Annual Precipitation min/max (mm)

500mm minimum

Drought Tolerance

Moderate tolerance. It is less drought tolerant than tall fescue.

Flooding Tolerance

Withstands 2-5 weeks of spring flooding. It withstands wet soils season long.

Winter Hardiness

Fair hardiness. Meadow fescue longevity is limited by winter hardiness.

Soil Texture Preference

Meadow fescue is best suited to moist or wet clay-loam to clay soils, but will grow on light textured soils with high moisture. Moisture is meadow fescue’s limiting factor.

Erosion Control

Moderate erosion control. Can be used as an initial species in waterways or channels to prevent erosion as it does not impede water movement.

Salinity Tolerance

Moderate tolerance.

Acidity Tolerance

Moderate tolerance.

Alkalinity Tolerance

Low tolerance.

Seeds per kg

507,000 seeds/kg (230,000 seeds/lb)

Suggested Mixtures

Meadow fescue is compatible in mixes. Species include alsike clover, birdsfoot trefoil, timothy and bromegrasses.

Ease of Establishment

Meadow fescue seedlings can establish well in the first season when competition is managed. It is noted to winterkill easily during the establishment year.

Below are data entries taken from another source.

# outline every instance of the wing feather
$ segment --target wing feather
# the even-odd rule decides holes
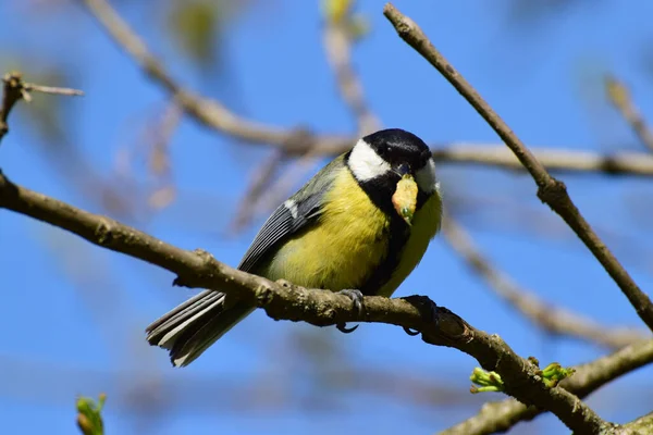
[[[239,270],[254,271],[258,262],[288,236],[315,224],[322,212],[324,194],[329,191],[338,166],[345,167],[342,156],[322,169],[299,191],[274,210],[245,252],[238,265]]]

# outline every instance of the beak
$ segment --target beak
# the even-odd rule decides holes
[[[402,163],[392,170],[395,174],[403,177],[404,175],[410,174],[410,166],[408,163]]]
[[[418,187],[417,183],[415,183],[415,178],[406,172],[397,183],[397,188],[392,196],[392,204],[394,206],[395,211],[408,225],[412,223],[412,215],[417,208],[417,192]]]

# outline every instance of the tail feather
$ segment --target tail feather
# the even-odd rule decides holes
[[[224,296],[207,290],[188,299],[147,327],[148,343],[169,349],[173,365],[188,365],[252,311],[239,302],[225,308]]]

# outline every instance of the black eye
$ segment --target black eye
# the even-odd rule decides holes
[[[421,153],[421,162],[422,164],[427,164],[429,162],[429,159],[431,158],[431,150],[423,150]]]

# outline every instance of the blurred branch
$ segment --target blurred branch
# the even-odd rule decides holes
[[[145,42],[127,26],[104,0],[81,0],[104,27],[114,41],[123,48],[140,69],[159,86],[176,98],[186,113],[217,132],[252,144],[269,144],[287,156],[304,154],[311,149],[324,156],[335,156],[352,148],[357,140],[350,136],[317,136],[306,129],[283,129],[238,117],[218,101],[195,95],[173,80],[163,65],[148,51]],[[461,144],[435,150],[440,162],[489,164],[520,169],[519,162],[502,146],[486,148]],[[537,156],[552,170],[604,172],[606,174],[653,174],[653,158],[641,160],[637,154],[601,156],[568,150],[541,150]]]
[[[220,290],[245,303],[262,308],[275,320],[304,321],[316,326],[346,322],[375,322],[421,332],[424,343],[454,347],[476,358],[485,370],[498,373],[506,394],[555,413],[579,433],[607,430],[587,405],[562,388],[549,388],[539,369],[517,356],[497,335],[478,331],[427,297],[402,299],[365,297],[365,310],[352,300],[323,289],[307,289],[291,283],[248,274],[223,264],[208,252],[187,251],[165,244],[107,216],[88,213],[53,198],[11,183],[0,174],[0,208],[50,223],[86,240],[159,265],[177,275],[174,285]]]
[[[564,334],[609,348],[621,348],[649,336],[645,331],[600,325],[579,313],[549,304],[532,291],[520,288],[481,253],[475,246],[471,236],[451,215],[446,215],[442,220],[442,235],[467,265],[482,277],[498,297],[535,325],[552,334]]]
[[[383,14],[395,27],[399,37],[429,61],[488,122],[488,125],[496,132],[517,159],[519,159],[523,167],[531,174],[538,185],[538,198],[563,217],[619,286],[640,319],[650,330],[653,330],[653,302],[639,288],[626,269],[624,269],[607,246],[594,233],[574,201],[571,201],[565,184],[551,176],[542,163],[513,133],[510,127],[433,47],[421,28],[412,20],[403,15],[391,3],[385,4]]]
[[[603,385],[653,362],[653,340],[632,344],[624,349],[576,368],[574,376],[560,386],[584,398]],[[452,426],[441,435],[486,435],[506,432],[520,421],[532,420],[542,410],[527,407],[514,399],[485,403],[475,417]]]
[[[335,74],[341,96],[358,124],[358,136],[379,129],[379,121],[365,101],[362,85],[352,66],[354,17],[352,0],[324,0],[323,41],[326,60]]]
[[[626,86],[616,77],[607,76],[605,77],[605,92],[607,99],[619,111],[641,142],[649,148],[649,151],[653,151],[653,133],[651,133],[644,117],[632,102]]]
[[[41,86],[33,83],[23,82],[21,73],[7,73],[2,77],[3,91],[2,91],[2,107],[0,107],[0,141],[7,133],[9,133],[9,113],[13,109],[14,104],[23,99],[27,102],[32,101],[30,91],[45,92],[45,94],[57,94],[63,96],[82,96],[83,91],[70,88],[58,88],[52,86]]]
[[[433,158],[441,163],[478,164],[526,171],[515,154],[503,145],[453,142],[434,146]],[[605,175],[653,176],[653,157],[644,152],[600,154],[556,148],[531,148],[532,153],[550,171],[599,172]]]
[[[145,42],[130,28],[122,17],[104,0],[81,0],[88,11],[104,27],[113,40],[137,62],[140,69],[157,84],[162,86],[178,102],[185,112],[204,125],[218,132],[250,142],[271,144],[289,154],[307,148],[319,148],[324,153],[337,153],[350,146],[348,137],[317,137],[301,132],[303,144],[293,140],[297,130],[287,130],[251,122],[232,113],[212,99],[202,98],[181,87],[164,70],[163,65],[148,51]],[[297,146],[299,146],[297,148]],[[335,151],[337,150],[337,151]]]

Meadow fescue has moderate competitive ability. Overall, its longevity is limited with cold winter conditions.

Management Considerations

Allow for adequate rest following defoliation. Cold hardiness is its major limitation making it a grass not frequently used in Western Canada. May serve well as a short rotation, good producing grass species for late season grazing.

Saskatchewan Dryland Forage Species Adaptation Tool, USDA, Manitoba Forage Adaptation and Comparison Guide, Alberta Forage Manual

Meadow fescue is adapted to warmer and more wetter areas of the Sub-Boreal Spruce, Interior Cedar-Hemlock and Sub-Boreal Pine-Spruce zones. In the southern part of the region, meadow fescue is adapted to the wetter areas of the Interior Douglas-fir zone, and to irrigated and subirrigated areas in the Bunchgrass and drier areas of the Interior Douglas-fir zone.

Meadow fescue is adapted to the wetter parts of the Interior Douglas-fir zone, the Interior Cedar-Hemlock zone, and to irrigated and subirrigated areas in the Bunchgrass and Ponderosa Pine zones, and Interior Douglas-fir zone.

Meadow fescue has some adaptive characteristics suited to the Peace-Liard region, but only fair hardiness is likely to limit its use.